Overall, I think the habitat will be great for him and will take some time to set up. In the meantime he will be living comfortable inside with only occasional (every day or two) short visits to the outdoors under supervision. All he needs to do is get growing and enjoy the good life.

I think my biggest two questions are:

1) In a climate like mine (see above), what is a good age to reasonably place a young tortoise outside full-time in a garden-type scenario?

2) Does anyone have any good suggestions for keeping them cool outdoors when the temperatures get really high? (Small-scale, periodic misting? Different "burrow" design? Etc.)

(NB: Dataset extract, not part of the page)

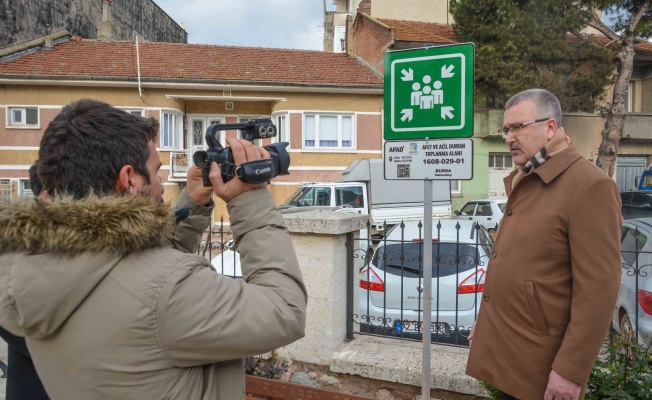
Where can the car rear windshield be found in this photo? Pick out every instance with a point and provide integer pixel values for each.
(447, 259)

I appreciate everyone's help. I've already gotten tons of information just from reading through old/new posts the past few weeks.


----------



## Tom (Sep 9, 2012)

Your temps will be fine, as long as there are areas to escape the sun and heat. If people in Phoenix can do it, ANYONE can do it. Here's how I did it:

http://www.tortoiseforum.org/Thread-Daisy-s-New-Enclosure#axzz1bv5qbbcz

In my opinion, underground is the way to go. When temps are 110+ here everyday for weeks, my temps in that burrow creep into the low 80's. In the winter with night temps in the 20's, my burrow stays around 80 since that's where my thermostat is set for winter.

I move mine outside permanently when they are around 8-10". Once they are around 4" they stay outside all day everyday, weather permitting. I start brand new tiny hatchlings with an hour or two of outside time and gradually increase that as they gain size.

If yours grows "normally", you will be putting him outside in the spring and likely leaving him outside for the next winter...


----------



## ra94131 (Sep 10, 2012)

Have you ever run into a problem with water accumulation in your underground "burrows"? I'm not sure what your soil is like, but near me we can have a layer of clay that really holds water. Any suggestios for dealing with this?

My lot has pretty good drainage, but even at the highest point I think water would accumulate in a hole of any depth. The land is all pretty flat out here. I was thinking maybe some small-ish gravel ditches for water diversion, but that may end up useless in a real good storm.

Once I get started on this project I will create a new post to catalog the whole process, but I'm still just doing a lot of preliminary research.


----------